The accident came to light around 9:45 p.m. Central time on Wednesday when Border Patrol agents near Del Rio, Texas, apprehended a man who told them he had been crossing the Rio Grande with his family in an attempt to enter the United States when their raft overturned in the water, spilling its nine passengers into the river. The man said that he saw his 10-month-old child and 7-year-old nephew, as well as another man and that man’s daughter, swept away by the water.

The agents then heard screaming from the river and saw two people struggling in the water close to a raft. The man they had apprehended identified them as his wife and 6-year-old daughter. Agents entered the water and pulled the mother and child ashore, and began searching for the others who had been aboard the raft.

Two other passengers who had been aboard the raft, another man and his 13-year-old son, were later found on the U.S. side of the river. By Thursday morning, the agents were still searching for the four passengers who had not been recovered.
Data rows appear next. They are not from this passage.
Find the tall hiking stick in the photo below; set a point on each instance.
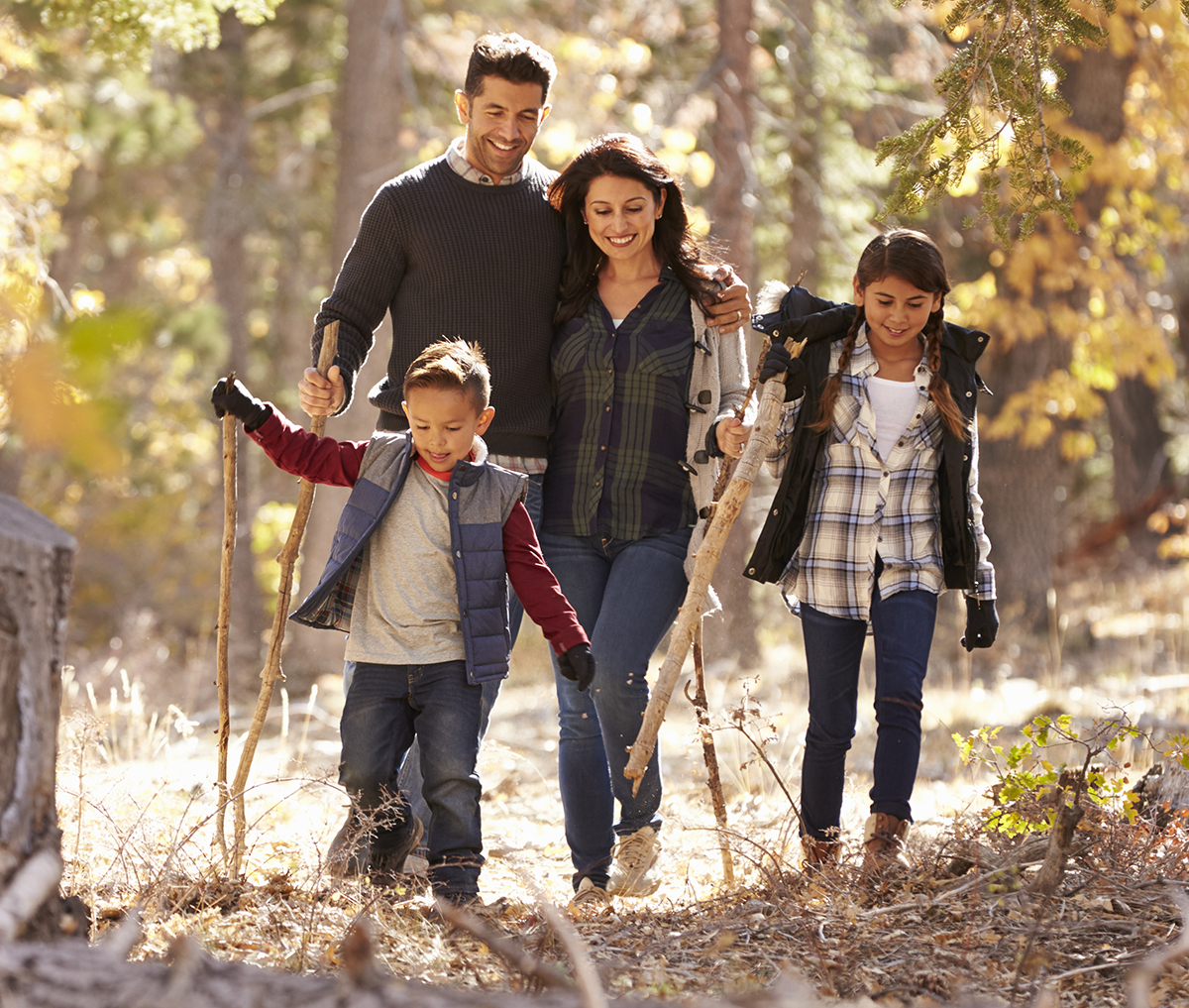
(772, 401)
(708, 753)
(288, 560)
(224, 623)
(700, 702)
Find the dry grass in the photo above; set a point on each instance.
(137, 807)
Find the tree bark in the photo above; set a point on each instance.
(36, 561)
(806, 179)
(225, 227)
(375, 90)
(732, 215)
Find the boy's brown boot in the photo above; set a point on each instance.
(884, 842)
(818, 854)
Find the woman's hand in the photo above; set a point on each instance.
(732, 436)
(321, 395)
(731, 309)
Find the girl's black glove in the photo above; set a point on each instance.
(778, 359)
(578, 666)
(982, 624)
(239, 403)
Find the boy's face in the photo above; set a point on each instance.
(444, 423)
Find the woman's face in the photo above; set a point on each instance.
(622, 214)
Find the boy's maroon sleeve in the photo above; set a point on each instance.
(535, 585)
(298, 452)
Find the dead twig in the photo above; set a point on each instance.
(1139, 984)
(580, 957)
(288, 560)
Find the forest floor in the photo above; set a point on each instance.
(137, 809)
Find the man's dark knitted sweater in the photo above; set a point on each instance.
(452, 258)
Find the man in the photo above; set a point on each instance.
(467, 245)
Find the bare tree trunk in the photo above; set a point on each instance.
(36, 561)
(806, 180)
(1018, 484)
(376, 88)
(732, 215)
(226, 225)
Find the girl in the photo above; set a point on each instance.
(645, 394)
(877, 513)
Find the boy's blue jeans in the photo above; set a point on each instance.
(409, 780)
(627, 594)
(903, 630)
(386, 708)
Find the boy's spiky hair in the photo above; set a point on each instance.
(452, 364)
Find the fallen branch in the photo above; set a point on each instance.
(772, 403)
(589, 984)
(509, 950)
(223, 625)
(1061, 840)
(1139, 984)
(271, 672)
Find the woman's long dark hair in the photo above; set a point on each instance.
(625, 157)
(915, 258)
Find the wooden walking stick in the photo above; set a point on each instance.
(288, 559)
(700, 702)
(224, 621)
(708, 753)
(772, 401)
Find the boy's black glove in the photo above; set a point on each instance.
(778, 359)
(239, 403)
(578, 666)
(982, 624)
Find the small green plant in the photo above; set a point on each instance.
(1032, 783)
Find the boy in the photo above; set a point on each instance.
(419, 576)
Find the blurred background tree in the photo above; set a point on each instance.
(182, 180)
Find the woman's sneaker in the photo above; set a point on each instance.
(589, 896)
(635, 857)
(387, 866)
(349, 850)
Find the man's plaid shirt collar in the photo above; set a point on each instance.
(457, 160)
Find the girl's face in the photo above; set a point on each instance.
(622, 214)
(896, 310)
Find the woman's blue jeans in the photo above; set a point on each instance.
(389, 706)
(627, 595)
(903, 627)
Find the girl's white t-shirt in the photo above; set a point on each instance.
(895, 404)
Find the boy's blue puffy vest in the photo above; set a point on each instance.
(481, 497)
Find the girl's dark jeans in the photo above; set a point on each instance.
(903, 627)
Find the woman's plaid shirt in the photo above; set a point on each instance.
(862, 505)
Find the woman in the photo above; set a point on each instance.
(646, 394)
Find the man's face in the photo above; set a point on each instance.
(500, 124)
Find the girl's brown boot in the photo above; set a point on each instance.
(884, 842)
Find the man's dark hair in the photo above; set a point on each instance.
(510, 57)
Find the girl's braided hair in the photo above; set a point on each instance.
(915, 258)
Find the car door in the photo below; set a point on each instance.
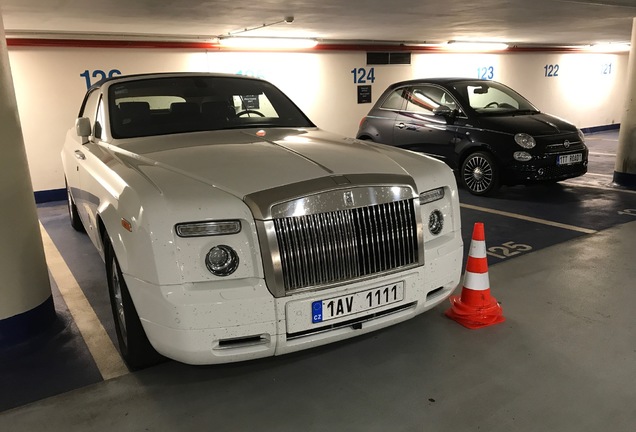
(74, 155)
(88, 166)
(417, 127)
(382, 118)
The chaotic episode highlights the rising death toll as migrants from Central America try to cross the border with Mexico in efforts to request asylum in the United States. Two detained migrant children from Guatemala died in December while in Border Patrol custody, and a 16-year-old boy from Guatemala died earlier this week in Texas after arriving at a shelter for unaccompanied children.

Most migrant deaths on America’s southwest border occur on land. From October 1997 to September 2018, the Border Patrol recorded 7,505 migrant deaths in its nine sectors, and the vast majority consisted of the bodies and remains of migrants who died from dehydration and exposure to the elements while hiking through the desert or the brush. But a large number of those deaths were men, women and children who drowned while crossing the Rio Grande.